The reasons for the racial imbalance are varied and complex. The obstacles confronted by black firefighter applicants started with the SAT-like written test administered by the city. With the competition so tough—as many as 40,000 applicants vying for 2,500 to 3,500 positions every four years—any candidate who scores below a 95 has scant chance of getting hired. Black applicants, on average, score well above the failing mark of 70—but many score just below actual hiring contention.
Defenders of the system argued that these applicants had simply failed to measure up; the Vulcans contended that the test was irrelevant to the job. Yet the city steadfastly refused to analyze its written entrance test—a process known as validation—to see what, if anything, it actually proved about a candidate’s ability to perform well as a firefighter. It was the equivalent, the Vulcans argued, of having the Yankees give an SAT exam to decide who would play shortstop. Fire Department honchos, never eager to embrace change, also dug in their heels.
Other challenges waited for those who did get through, including medical checks and background investigations, all places where black candidates got washed out at higher rates than other groups. The Vulcans, who since the 1940s had dedicated countless hours to recruitment in black communities, watched every hiring cycle in frustration, as their initial number of applicants got cut to a trickle. Their concern that too many candidates of color were getting wiped out by the in-house background checks were waved away.
In 1988, there were 1,600 African American candidates, in a year when only 15,000 people actually took the firefighter exam. That made them 10.85 percent of the pool. But only 112 scored in the top 5,000, about 2.3 percent. Over the next few years, the city hired 2,256 firefighters from that list—and only 29 were black. That was less than 1.3 percent, a drastic drop from the 10.85 percent who applied, and roughly half of the 2.3 percent who’d been top scorers.

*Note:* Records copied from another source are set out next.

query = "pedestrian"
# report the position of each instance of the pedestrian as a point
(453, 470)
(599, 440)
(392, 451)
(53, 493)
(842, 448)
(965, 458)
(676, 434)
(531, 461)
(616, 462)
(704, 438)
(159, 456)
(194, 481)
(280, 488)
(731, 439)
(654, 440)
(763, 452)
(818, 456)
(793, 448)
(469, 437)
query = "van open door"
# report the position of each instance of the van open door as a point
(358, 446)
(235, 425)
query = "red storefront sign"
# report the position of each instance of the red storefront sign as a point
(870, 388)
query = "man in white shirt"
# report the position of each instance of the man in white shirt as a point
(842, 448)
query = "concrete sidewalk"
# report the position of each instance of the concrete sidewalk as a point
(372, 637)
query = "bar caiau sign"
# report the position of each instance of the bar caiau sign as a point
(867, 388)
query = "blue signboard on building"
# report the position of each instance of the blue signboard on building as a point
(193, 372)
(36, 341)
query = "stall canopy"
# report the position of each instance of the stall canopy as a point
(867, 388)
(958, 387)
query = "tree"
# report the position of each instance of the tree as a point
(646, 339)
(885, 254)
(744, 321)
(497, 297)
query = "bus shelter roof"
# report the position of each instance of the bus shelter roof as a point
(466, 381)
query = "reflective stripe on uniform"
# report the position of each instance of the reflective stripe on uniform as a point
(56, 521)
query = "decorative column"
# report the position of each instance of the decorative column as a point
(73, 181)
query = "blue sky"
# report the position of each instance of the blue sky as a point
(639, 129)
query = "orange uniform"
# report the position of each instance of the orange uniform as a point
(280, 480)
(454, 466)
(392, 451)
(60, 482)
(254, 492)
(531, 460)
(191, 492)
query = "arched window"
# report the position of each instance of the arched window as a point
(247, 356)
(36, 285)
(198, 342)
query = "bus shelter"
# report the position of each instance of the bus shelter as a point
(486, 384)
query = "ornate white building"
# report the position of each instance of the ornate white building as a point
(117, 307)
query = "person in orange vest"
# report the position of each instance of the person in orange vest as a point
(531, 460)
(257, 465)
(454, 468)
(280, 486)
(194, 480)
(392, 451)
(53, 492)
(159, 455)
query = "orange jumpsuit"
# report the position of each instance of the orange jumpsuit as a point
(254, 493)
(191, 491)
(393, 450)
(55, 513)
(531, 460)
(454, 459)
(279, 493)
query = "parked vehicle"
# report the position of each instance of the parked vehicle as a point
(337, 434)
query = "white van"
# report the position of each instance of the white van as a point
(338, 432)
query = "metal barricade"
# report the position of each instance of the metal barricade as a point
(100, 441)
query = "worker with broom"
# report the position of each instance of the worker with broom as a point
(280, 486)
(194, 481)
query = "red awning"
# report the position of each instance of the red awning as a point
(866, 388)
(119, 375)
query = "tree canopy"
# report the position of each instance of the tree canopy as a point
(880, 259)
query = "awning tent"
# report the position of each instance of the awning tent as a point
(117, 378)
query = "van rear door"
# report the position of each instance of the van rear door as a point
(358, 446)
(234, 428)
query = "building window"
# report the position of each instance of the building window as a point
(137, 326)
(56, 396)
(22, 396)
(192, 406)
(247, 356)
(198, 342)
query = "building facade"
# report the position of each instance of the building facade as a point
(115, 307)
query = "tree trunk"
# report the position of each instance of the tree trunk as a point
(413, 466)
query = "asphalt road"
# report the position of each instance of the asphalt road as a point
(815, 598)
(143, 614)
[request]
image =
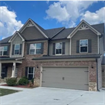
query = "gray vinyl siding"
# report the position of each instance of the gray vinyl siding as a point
(84, 34)
(67, 46)
(101, 46)
(32, 33)
(17, 40)
(99, 73)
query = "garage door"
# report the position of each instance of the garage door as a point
(70, 78)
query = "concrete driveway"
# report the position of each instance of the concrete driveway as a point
(52, 96)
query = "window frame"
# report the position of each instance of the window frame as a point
(14, 49)
(35, 44)
(83, 46)
(31, 73)
(4, 51)
(61, 48)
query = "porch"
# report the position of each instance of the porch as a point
(8, 67)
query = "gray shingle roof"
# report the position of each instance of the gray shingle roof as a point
(68, 57)
(5, 40)
(103, 60)
(60, 33)
(53, 32)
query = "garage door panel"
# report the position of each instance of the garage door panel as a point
(72, 78)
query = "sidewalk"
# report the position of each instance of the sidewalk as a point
(13, 88)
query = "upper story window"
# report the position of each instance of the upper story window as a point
(84, 45)
(17, 49)
(58, 48)
(35, 48)
(3, 50)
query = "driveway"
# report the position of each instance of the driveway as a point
(53, 96)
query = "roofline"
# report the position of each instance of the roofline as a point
(66, 57)
(75, 30)
(34, 25)
(15, 35)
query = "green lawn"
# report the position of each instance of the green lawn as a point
(6, 91)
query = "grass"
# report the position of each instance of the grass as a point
(6, 91)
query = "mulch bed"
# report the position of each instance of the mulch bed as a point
(20, 86)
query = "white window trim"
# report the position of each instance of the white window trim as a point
(3, 51)
(82, 46)
(34, 49)
(14, 49)
(55, 49)
(31, 73)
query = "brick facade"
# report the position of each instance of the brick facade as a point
(28, 62)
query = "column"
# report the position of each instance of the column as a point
(13, 69)
(0, 69)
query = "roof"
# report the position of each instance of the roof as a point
(103, 60)
(5, 40)
(68, 57)
(59, 33)
(8, 58)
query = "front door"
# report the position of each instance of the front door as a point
(4, 72)
(31, 73)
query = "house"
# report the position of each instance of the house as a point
(59, 58)
(103, 72)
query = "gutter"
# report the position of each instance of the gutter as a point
(97, 72)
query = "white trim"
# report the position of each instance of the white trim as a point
(70, 46)
(21, 30)
(33, 73)
(14, 49)
(98, 44)
(23, 44)
(61, 48)
(41, 71)
(14, 35)
(0, 69)
(77, 28)
(82, 46)
(35, 48)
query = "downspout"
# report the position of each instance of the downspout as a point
(97, 72)
(48, 48)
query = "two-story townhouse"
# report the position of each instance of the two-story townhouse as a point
(58, 58)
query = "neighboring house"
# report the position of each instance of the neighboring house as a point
(103, 72)
(59, 58)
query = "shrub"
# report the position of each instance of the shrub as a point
(23, 81)
(11, 81)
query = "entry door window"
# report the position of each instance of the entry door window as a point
(17, 49)
(3, 50)
(31, 73)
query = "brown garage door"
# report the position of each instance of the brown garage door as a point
(70, 78)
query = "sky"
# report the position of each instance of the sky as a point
(48, 14)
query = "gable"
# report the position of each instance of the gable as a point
(31, 33)
(30, 23)
(15, 35)
(83, 26)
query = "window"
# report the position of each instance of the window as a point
(3, 50)
(35, 48)
(17, 49)
(30, 73)
(84, 45)
(58, 48)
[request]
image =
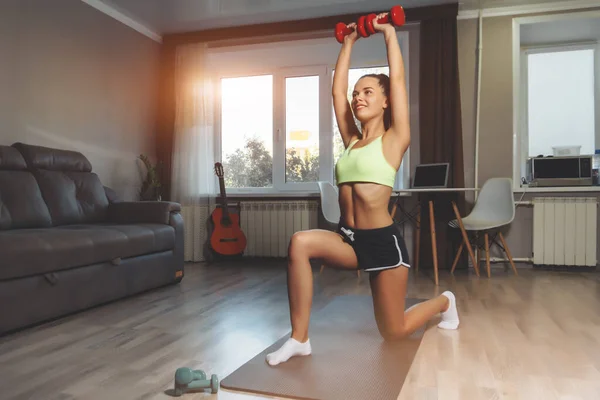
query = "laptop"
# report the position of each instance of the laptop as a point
(428, 176)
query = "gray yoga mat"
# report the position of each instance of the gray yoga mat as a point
(349, 359)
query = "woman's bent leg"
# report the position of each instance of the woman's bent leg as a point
(304, 246)
(389, 292)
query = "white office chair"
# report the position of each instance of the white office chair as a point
(494, 208)
(330, 208)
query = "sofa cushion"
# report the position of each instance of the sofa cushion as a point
(21, 202)
(40, 157)
(73, 197)
(26, 252)
(73, 194)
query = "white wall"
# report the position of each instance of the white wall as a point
(72, 77)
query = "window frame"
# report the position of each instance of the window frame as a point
(524, 92)
(326, 166)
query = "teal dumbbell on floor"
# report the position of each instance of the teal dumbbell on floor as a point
(188, 380)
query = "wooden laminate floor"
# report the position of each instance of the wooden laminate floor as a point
(535, 336)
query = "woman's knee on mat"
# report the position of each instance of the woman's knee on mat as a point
(300, 245)
(391, 334)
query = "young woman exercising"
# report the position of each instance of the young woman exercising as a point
(367, 237)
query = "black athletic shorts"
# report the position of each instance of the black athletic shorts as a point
(376, 249)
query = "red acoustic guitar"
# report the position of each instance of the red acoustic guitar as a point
(227, 237)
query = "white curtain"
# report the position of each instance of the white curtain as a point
(194, 183)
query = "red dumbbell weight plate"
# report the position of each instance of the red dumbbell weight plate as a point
(360, 26)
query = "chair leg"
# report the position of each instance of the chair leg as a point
(417, 239)
(465, 238)
(512, 264)
(458, 253)
(487, 254)
(433, 242)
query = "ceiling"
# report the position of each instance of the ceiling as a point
(170, 16)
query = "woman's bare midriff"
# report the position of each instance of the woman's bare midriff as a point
(365, 205)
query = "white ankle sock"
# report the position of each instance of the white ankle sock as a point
(450, 316)
(290, 348)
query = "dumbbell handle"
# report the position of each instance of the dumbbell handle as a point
(341, 31)
(395, 16)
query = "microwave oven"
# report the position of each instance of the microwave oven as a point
(560, 171)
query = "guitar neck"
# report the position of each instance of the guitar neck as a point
(223, 197)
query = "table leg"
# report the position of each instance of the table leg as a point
(433, 242)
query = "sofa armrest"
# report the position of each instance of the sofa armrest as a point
(132, 212)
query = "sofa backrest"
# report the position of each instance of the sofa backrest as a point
(21, 202)
(72, 192)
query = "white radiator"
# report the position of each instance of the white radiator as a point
(269, 225)
(564, 231)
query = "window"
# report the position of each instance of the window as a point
(559, 102)
(246, 131)
(276, 125)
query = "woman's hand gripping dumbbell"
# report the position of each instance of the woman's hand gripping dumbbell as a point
(365, 28)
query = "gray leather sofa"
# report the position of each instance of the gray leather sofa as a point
(68, 244)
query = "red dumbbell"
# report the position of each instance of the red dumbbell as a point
(341, 31)
(365, 24)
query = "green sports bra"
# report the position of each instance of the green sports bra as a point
(365, 164)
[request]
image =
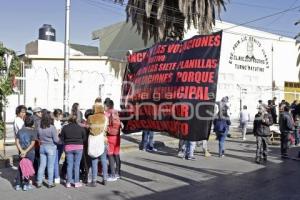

The FDNY, through a unique combination of factors, is a glaring local example of a strange national dichotomy. In the lower-paid, less competitive civil-service positions—in the Post Office, for example, or in middle-management office jobs—blacks have climbed the color-blind rungs of the civil-service hiring ladder with great success, according to Valerie Wilson, who heads up the Race, Ethnicity, and Economy program at the Economic Policy Institute. So much so, in fact, that as The New York Timesreported just last week, cuts to government jobs and reductions of public-sector positions hit African Americans the hardest among all groups.
Yet, on average, America’s police and fire departments—particularly across the northeast and parts of the midwest—look more like the FDNY than the NYPD, in terms of diversity. It’s no coincidence the Department of Justice has stepped in to investigate fire departments in Chicago, Boston, Baltimore, Philadelphia, Washington, D.C., and Jacksonville, Florida. Even in famously progressive New York City, it took a fraught and draining court battle to force the FDNY and City Hall to acknowledge that the “merit system” of hiring proved to be anything but color-blind.
On the surface, it might seem like the discrimination challenges launched against the FDNY have nothing to do with the racial angst that erupted in Ferguson or Baltimore.
But in truth, the FDNY’s 150 years of insular homogeneity offers a valuable case study on the pluses and minuses of civil service—and raises the question as to whether a pre-20th century hiring system works for modern America at all.